BERWICK, Pa. -- Throwing out the ceremonial first pitch of a game is an honor, but the real honor was reserved for the girls playing in the State Junior Little League Softball Championship tournament.
This pitch came from former professional baseball player, Sarah "Salty" Ferguson. Not long after Salty graduated from Bloomsburg High School, she received the chance of a lifetime showcasing her talent to a scout looking for players in a professional baseball league.
"I threw him 5 pitches and on the fifth pitch he caught it but he didn't return it to me and I thought 'oh man!' He started walking towards my dad and I, and I thought 'I've done something wrong.' But he walked up to my dad, who was standing alongside of me and said 'I'm sending her to the Rockford Peaches of the All-American Girls Professional Baseball League'."

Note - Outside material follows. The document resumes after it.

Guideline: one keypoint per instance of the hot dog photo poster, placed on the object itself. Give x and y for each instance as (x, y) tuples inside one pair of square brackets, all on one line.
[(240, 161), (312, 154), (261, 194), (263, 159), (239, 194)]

The AAGPBL should sound familiar. In 1992, Penny Marshall directed "A League of Their Own." It's a film about women who played baseball and got paid for it.
Salty reminisced about her 1953 and 1954 seasons, as a right fielder for the Rockford Peaches and the fruits of her labor.
"There was a ball hit out to right field and she went to second and rounded second headed for third base and I was way back in right field. I picked the ball up and threw it home perfect strike and cut her down so that they did not score that whole game."
Salty has lots of stories to tell about her days of playing with the Rockford Peaches, but it's not those stories she wants people to remember. It's the message she has for female athletes playing today.
"If you have something you love, don't let anyone tell you you cannot do that. And if you get paid to do what you love, you never have to work another day in your life because it's not a labor, it is a love."